A) L’absence de groupe : individuation et isolement

C’est un aspect que j’ai traité brièvement dans le „1er cercle de l’enfer“. Il me semble absolument impératif de sortir de cet isolement et de reconstituer des groupes humains au delà de la famille nucléarisée

– Ainsi que je l’ai montré à plusieurs reprises, la famille nucléarisée n’est pas l’environnement idéal pour élever un enfant. Père et mère sont vite débordés, à la limite de leurs forces et de leurs nerfs. Afin de vous donner une idée de ce que peut ressentir le bébé ou le petit enfant lorsqu’un parent perd ses nerfs: imaginez que vous avez devant vous un géant (ou une géante) de 4- 5 mètres de haut et qui pèse dans les 2 à 300 Kilogs et qui vous hurle dessus avec une face contorsionnée de colère, voire de fureur, sans que vous sachiez ce que vous avez bien pu faire de mal… Quand j’imagine cela je ressens de la peur, voire de la terreur!

Pour avoir une idée de la manière dont des tribus de la jungle amazonienne élèvent leurs enfants, je vous conseille le livre absolument indispensable de Jean Liedloff:

Le concept du continuum.
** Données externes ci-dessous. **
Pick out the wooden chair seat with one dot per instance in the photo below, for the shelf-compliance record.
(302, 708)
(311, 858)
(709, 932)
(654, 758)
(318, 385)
A la recherche du bonheur perdu“ par Jean Liedloff (chez Medimops)

Jean Liedloff a eu la chance de participer à une expédition d’ethnologues en Amérique du Sud chez les Indiens yequana.

Constatant leur bonheur de vivre elle se demanda comment cela se pouvait-il, alors que eux aussi avaient la même nature humaine que nous, nature humaine qui nous pose tant de problèmes, problèmes que les Indiens yequana ne semblent pas avoir.

Une de ses conclusions fut que le bébé ou le petit enfant est en constant contact corporel avec ses parents, les membres de sa famille et de sa tribu.

Si vous vous souvenez de ce que j’écrivais sur le „foetus-bébé“(………..) donc sur le fait que le bébé humain est toujours un prématuré, alors vous comprendrez que le contact corporel est vital pour lui, que c’est une sorte de message permanent à l’enfant: On t’aime, on veille sur toi, on te protège, tu es l’un de nous, tu es désiré, tu es aimé.

Ceci n’est évidemment possible que dans un groupe, une tribu, une grande famille mais certainement pas dans la famille nucléarisée.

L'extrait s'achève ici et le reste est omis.